GameBlast, a subscription game service, was launched in late 2002. Shockwave had previously allowed users to play demo versions of games for free, while GameBlast allowed users to play the full versions for a monthly fee. In 2003, the website began offering prepaid cards for Gameblast, through a partnership with AT&T.

In 2005, the website introduced new games which incorporated advertising into their design. At the time, Shockwave had more than 200 games. Viacom launched a mobile version of the website in September 2006. A month later, the mobile site began offering 30 subscription-based cellphone games, known as Shockwave Minis. The collection included games based on Viacom properties such as SpongeBob SquarePants and Pimp My Ride. Shockwave Minis utilized Adobe Flash Lite, and were only available on Verizon Wireless phones. New games would be introduced monthly.

In 2009, Shockwave launched a premium service called Club Shockwave. The service allows members to play a number of exclusive games, download titles, and enter for a chance to win cash prizes. As of 2010, Shockwave hosted more than 400 games in a range of genres including puzzle, action, strategy, racing, sport, jigsaw, adventure, multiplayer games, and downloadable games. Some games were only available as downloads, while others were web-based only.
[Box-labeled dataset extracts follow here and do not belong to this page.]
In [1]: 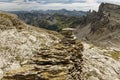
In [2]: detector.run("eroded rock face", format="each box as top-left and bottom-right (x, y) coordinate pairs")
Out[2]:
(81, 43), (120, 80)
(0, 13), (83, 80)
(0, 12), (60, 78)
In 2010, the website introduced Shockwave Cash, a virtual currency that could be used to buy virtual goods in several games. Shockwave Cash was discontinued in 2012, but users were still allowed to use any earned or purchased currency.

==Audiences and reception==
Shockwave initially targeted a demographic of 18- to 35-year-olds. In April 2000, Shockwave had 15 million registered users, with an average of 80,000 new members signing up each day. As of 2002, AtomShockwave's primary demographic consisted of women over the age of 30. By the end of 2005, Shockwave had 22 million users.

Peter Sucio, writing for PCMag, reviewed Shockwave.com in 2005. He criticized the limited number of free games, but wrote "the games that are free are simply fantastic, because they're produced using the newest version of the Shockwave player. In-game interfaces and graphics really make these titles stand out, and the animation is exceptional". Later that year, the website won an OnDemandie award at the Digital Hollywood conference for best on-demand games service.

In August 2007, Shockwave had 4.8 million unique visitors, according to ComScore Media Metrix. The website's target market was parents and moms, with its customers mostly women from age 18 to 49 years old.

As of September 2010, it ranked # 2,245 on Alexa and # 1,023 in U.S web traffic.